When you choose Amazon MSK to send information to a Firehose stream, you can choose between MSK provisioned and MSK-Serverless clusters. You can then use Firehose to read data easily from a specific Amazon MSK cluster and topic and load it into the specified S3 destination.

In the Source settings section of the page, provide values for the following fields.

Amazon MSK cluster connectivity

Choose either the Private bootstrap brokers (recommended) or Public bootstrap brokers option based on your cluster configuration. Bootstrap brokers is what Apache Kafka client uses as a starting point to connect to the cluster. Public bootstrap brokers are intended for public access from outside of AWS, while private bootstrap brokers are intended for access from within AWS. For more information about Amazon MSK, see Amazon Managed Streaming for Apache Kafka.

To connect to a provisioned or serverless Amazon MSK cluster through private bootstrap brokers, the cluster must meet all of the following requirements.

  • The cluster must be active.

  • The cluster must have IAM as one of its access control methods.

  • Multi-VPC private connectivity must be enabled for the IAM access control method.

  • You must add to this cluster a resource-based policy which grants Firehose service principal the permission to invoke the Amazon MSK CreateVpcConnection API operation.

To connect to a provisioned Amazon MSK cluster through public bootstrap brokers, the cluster must meet all of the following requirements.

  • The cluster must be active.

  • The cluster must have IAM as one of its access control methods.

  • The cluster must be public-accessible.

MSK cluster account

You can choose the account where the Amazon MSK cluster resides. This can be one of the following.
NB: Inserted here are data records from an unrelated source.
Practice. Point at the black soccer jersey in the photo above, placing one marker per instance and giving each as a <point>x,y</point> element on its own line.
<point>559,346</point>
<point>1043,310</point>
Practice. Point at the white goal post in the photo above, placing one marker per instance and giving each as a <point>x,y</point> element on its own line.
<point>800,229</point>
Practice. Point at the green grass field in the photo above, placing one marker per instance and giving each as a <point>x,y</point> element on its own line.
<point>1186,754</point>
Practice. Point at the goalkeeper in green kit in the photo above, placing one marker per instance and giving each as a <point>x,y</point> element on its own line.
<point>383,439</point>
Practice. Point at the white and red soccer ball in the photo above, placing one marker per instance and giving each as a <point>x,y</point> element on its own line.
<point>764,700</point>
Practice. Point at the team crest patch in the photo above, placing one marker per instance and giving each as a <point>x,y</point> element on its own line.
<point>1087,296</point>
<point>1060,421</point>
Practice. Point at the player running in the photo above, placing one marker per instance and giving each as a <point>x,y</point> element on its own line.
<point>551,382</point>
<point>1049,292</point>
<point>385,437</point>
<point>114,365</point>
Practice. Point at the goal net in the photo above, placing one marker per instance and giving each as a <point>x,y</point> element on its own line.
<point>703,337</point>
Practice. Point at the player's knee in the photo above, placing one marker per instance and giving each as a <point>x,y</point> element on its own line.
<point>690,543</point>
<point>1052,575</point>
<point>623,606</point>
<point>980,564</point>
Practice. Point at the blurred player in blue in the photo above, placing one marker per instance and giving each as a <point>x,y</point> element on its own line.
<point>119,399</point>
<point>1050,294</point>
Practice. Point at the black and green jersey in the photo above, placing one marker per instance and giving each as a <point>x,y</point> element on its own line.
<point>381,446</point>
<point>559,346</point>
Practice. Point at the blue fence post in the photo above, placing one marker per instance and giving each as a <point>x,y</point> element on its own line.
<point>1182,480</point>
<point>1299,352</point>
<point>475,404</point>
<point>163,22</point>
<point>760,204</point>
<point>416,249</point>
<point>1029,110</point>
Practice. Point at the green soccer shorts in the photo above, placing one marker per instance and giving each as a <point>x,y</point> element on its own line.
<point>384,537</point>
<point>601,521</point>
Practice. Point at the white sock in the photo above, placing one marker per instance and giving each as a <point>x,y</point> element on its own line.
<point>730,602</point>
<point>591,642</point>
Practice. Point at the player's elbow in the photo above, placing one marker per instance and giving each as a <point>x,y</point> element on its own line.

  • Current account – Allows you to ingest data from an MSK cluster in the current AWS account. For this, you must specify the ARN of the Amazon MSK cluster from where your Firehose stream will read data.

  • Cross-account – Allows you to ingest data from an MSK cluster in another AWS account. For more information, see Cross-account delivery from Amazon MSK.

Topic

Specify the Apache Kafka topic from which you want your Firehose stream to ingest data. You cannot update this topic after Firehose stream creation completes.

Note

Firehose automatically decompresses Apache Kafka messages.